# Cifar-10 tutorial

This notebook introduces advanced tools like MLP mixer, which involves residual connections with Lipschitz guarantees, other input space (HSB) and loss gradient clipping.

## Imports

The library is based on tensorflow.

In [1]:
import tensorflow as tf

### lip-dp dependencies

The need a model `DP_Model` that handles the noisification of gradients. It is trained with a `loss`. The model is initialized with the convenience function `DPParameters`. 

In [2]:
from deel.lipdp import losses
from deel.lipdp.model import DP_Model
from deel.lipdp.model import DPParameters

The `DP_Accountant` callback keeps track of $(\epsilon,\delta)$-DP values epoch after epoch. In practice we may be interested in reaching the maximum val_accuracy under privacy constraint $\epsilon$: the convenience function `get_max_epochs` exactly does that by performing a dichotomy search over the number of epochs.

In [3]:
from deel.lipdp.model import DP_Accountant
from deel.lipdp.sensitivity import get_max_epochs

The framework requires a control of the maximum norm of inputs.
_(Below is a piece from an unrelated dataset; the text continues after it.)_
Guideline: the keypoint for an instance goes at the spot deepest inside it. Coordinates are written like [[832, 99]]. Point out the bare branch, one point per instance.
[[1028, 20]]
This can be ensured with input clipping for example: `bound_clip_value`.

In [4]:
from deel.lipdp.pipeline import bound_clip_value
from deel.lipdp.pipeline import load_and_prepare_data

## Setup DP Lipschitz model

Here we apply the "global" strategy, with a noise multiplier $2.5$. Note that for Cifar-10 the dataset size is $N=50,000$, and it is recommended that $\delta<\frac{1}{N}$. So we propose a value of $\delta=10^{-5}$.  

In [5]:
import warnings
warnings.filterwarnings("ignore")

dp_parameters = DPParameters(
    noisify_strategy="global",
    noise_multiplier=4.0,
    delta=1e-5,
)

epsilon_max = 10.0

With many parameters, it can be interesting to use `local` strategy over `global`, since the effective noise growths as $\mathcal{O}(\sqrt{(D)})$ in `global` strategy. Since the privacy leakge is more important is `local` strategy, we compensate with high `noise_multiplier`.
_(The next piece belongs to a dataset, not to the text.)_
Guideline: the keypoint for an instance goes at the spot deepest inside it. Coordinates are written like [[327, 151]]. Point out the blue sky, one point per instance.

![DP-SGD accountant](fig_accountant.png "DP-SGD accountant")

### Loading the data

We clip the elementwise input upper-bound to $40.0$. The operates in `HSV` space. The train set is augmented with random left/right flips.

In [6]:
def augmentation_fct(image, label):
    image = tf.image.random_flip_left_right(image)
    return image, label

input_upper_bound = 30.0
ds_train, ds_test, dataset_metadata = load_and_prepare_data(
    "cifar10",
    colorspace="HSV",
    batch_size=10_000,
    drop_remainder=True,  # accounting assumes fixed batch size
    augmentation_fct=augmentation_fct,
    bound_fct=bound_clip_value(  # other strategies are possible, like normalization.
        input_upper_bound
    ),  # clipping preprocessing allows to control input bound
)

2023-05-24 17:27:24.335576: I tensorflow/core/platform/cpu_feature_guard.cc:151] This TensorFlow binary is optimized with oneAPI Deep Neural Network Library (oneDNN) to use the following CPU instructions in performance-critical operations:  AVX2 FMA
To enable them in other operations, rebuild TensorFlow with the appropriate compiler flags.
2023-05-24 17:27:24.905888: I tensorflow/core/common_runtime/gpu/gpu_device.cc:1525] Created device /job:localhost/replica:0/task:0/device:GPU:0 with 47066 MB memory:  -> device: 0, name: Quadro RTX 8000, pci bus id: 0000:03:00.0, compute capability: 7.5


### Build the MLP Mixer model

We imitate the interface of Keras. We use common layers found in deel-lip, which a wrapper that handles the bound propagation. 

In [7]:
from deel.lipdp.layers import DP_AddBias
from deel.lipdp.layers import DP_BoundedInput
from deel.lipdp.layers import DP_ClipGradient
from deel.lipdp.layers import DP_Flatten
from deel.lipdp.layers import DP_GroupSort
from deel.lipdp.layers import DP_Lambda
from deel.lipdp.layers import DP_LayerCentering
from deel.lipdp.layers import DP_Permute
from deel.lipdp.layers import DP_QuickSpectralDense
from deel.lipdp.layers import DP_Reshape
from deel.lipdp.layers import DP_ScaledGlobalL2NormPooling2D
from deel.lipdp.layers import DP_ScaledL2NormPooling2D
from deel.lipdp.layers import DP_QuickSpectralConv2D

The MLP Mixer uses residual connections. Residuals connections are handled with the utility function `make_residuals` that wraps the layers inside a block that handles bounds propagation.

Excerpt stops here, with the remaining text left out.